Ganzheitliche Schulentwicklung: Strategie, Struktur und Kultur
In der Schweiz erlebt die Schulentwicklung eine Hochkonjunktur. Die Zukunft unserer Kinder ist ein zentrales Anliegen, und die bereits vielseitigen Anforderungen an Schulen steigen laufend. Schulleitungen müssen den Erwartungen unterschiedlichster Anspruchsgruppen gerecht werden – und das in einer Vielzahl von Themenbereichen. Denn eine Schule erbringt weit mehr Leistungen als die Sicherstellung des klassischen Unterrichts. Gleichzeitig ist sie an zahlreiche Vorgaben und Rahmenbedingungen gebunden. Dies führt dazu, dass an vielen Schulen mittlere bis grosse Transformationsprozesse und Projekte anstehen: Erweiterungs- und Neubauten, die Erarbeitung und Implementierung von Digitalisierungs- und IT-Strategien, die Entwicklung und Einführung neuer pädagogischer Konzepte oder der Aufbau von Tagesstrukturen sind nur einige mögliche Themen. Eine übergeordnete Frage steht dabei zusätzlich im Raum: Was darf eine Schule in Zukunft kosten? Eines ist sicher: Kontinuierlich steigende Kosten sind keine nachhaltige Lösung.
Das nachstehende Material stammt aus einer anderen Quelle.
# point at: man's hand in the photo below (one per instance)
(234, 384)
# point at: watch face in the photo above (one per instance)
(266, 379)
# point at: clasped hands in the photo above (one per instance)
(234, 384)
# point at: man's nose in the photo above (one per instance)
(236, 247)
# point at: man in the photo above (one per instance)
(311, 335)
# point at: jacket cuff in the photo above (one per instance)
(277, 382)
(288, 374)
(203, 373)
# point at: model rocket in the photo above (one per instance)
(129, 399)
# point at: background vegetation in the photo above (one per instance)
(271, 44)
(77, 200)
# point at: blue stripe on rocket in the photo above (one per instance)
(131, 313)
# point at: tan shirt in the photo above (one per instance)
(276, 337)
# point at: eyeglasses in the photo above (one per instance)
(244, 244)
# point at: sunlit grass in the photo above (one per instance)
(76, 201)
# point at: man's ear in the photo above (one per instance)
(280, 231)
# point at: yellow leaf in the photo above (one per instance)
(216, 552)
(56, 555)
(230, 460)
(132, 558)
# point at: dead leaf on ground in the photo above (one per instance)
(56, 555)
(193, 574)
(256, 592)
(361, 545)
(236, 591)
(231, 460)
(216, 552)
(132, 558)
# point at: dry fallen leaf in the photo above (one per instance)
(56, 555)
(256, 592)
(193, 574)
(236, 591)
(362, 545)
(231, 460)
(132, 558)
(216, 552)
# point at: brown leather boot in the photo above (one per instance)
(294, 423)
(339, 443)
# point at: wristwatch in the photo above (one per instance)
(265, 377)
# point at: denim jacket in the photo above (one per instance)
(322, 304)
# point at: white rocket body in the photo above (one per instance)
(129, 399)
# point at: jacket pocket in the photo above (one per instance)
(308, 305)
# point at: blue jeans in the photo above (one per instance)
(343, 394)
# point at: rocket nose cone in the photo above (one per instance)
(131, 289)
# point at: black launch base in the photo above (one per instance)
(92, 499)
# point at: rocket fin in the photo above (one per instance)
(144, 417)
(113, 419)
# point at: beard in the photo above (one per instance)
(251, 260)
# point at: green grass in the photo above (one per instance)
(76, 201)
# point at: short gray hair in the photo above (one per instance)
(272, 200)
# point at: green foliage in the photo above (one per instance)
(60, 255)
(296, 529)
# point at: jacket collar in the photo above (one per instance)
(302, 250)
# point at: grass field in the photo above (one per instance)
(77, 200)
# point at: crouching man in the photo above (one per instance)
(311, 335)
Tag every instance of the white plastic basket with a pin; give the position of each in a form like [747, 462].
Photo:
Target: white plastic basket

Ganzheitlicher Blick bei Schultransformationen
Für die erfolgreiche Umsetzung komplexer Transformationsprozesse ist die Gesamtsicht entscheidend. Sie beginnt mit einer klaren strategischen Ausrichtung, die alle relevanten Aspekte wie Umfeld, Politik, Technologie, Organisation und Pädagogik, genauso wie alle relevanten Anspruchsgruppen umfasst. Bevor Massnahmen initiiert werden, ist eine fundierte Auseinandersetzung mit der Ausgangslage und der Zukunftsausrichtung notwendig – das pädagogische Konzept, die Schulraumstrategie und das Schulprogramm sind dabei zentrale, aber nicht alleinige Grundlagen. Stehen verschiedene Schulprojekte an, ist die Zusammenführung der verschiedenen Zielsetzungen und Handlungsbedarfe umso wichtiger. So können die verschiedenen Vorhaben aufeinander abgestimmt werden.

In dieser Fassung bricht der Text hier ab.